I loved her from my boyhood--she to me
Was as a fairy city of the heart,
Rising like water-columns from the sea--
Of Joy the sojourn, and of Wealth the mart;
And Otway, Radcliffe, Schiller, Shakespeare's art,[lv][401]
Had stamped her image in me, and even so,
Although I found her thus, we did not part;[lw]

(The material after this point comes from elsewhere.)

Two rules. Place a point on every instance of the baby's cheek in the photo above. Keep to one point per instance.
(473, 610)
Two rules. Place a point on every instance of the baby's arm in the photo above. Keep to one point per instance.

Perchance even dearer in her day of woe,
Than when she was a boast, a marvel, and a show.
XIX.
I can repeople with the past--and of
The present there is still for eye and thought,
And meditation chastened down, enough;
And more, it may be, than I hoped or sought;
And of the happiest moments which were wrought
Within the web of my existence, some
From thee, fair Venice![402] have their colours caught:
There are some feelings Time can not benumb,[lx]
Nor Torture shake, or mine would now be cold and dumb.
XX.
But from their nature will the Tannen[403] grow[ly]
Loftiest on loftiest and least sheltered rocks,
Rooted in barrenness, where nought below
Of soil supports them 'gainst the Alpine shocks
Of eddying storms; yet springs the trunk, and mocks
The howling tempest, till its height and frame
Are worthy of the mountains from whose blocks
Of bleak, gray granite into life it came,[lz]
And grew a giant tree;--the Mind may grow the same.
XXI.
Existence may be borne, and the deep root
Of life and sufferance make its firm abode
In bare and desolated bosoms: mute[ma]
The camel labours with the heaviest load,
And the wolf dies in silence--not bestowed
In vain should such example be; if they,
Things of ignoble or of savage mood,
Endure and shrink not, we of nobler clay
May temper it to bear,--it is but for a day.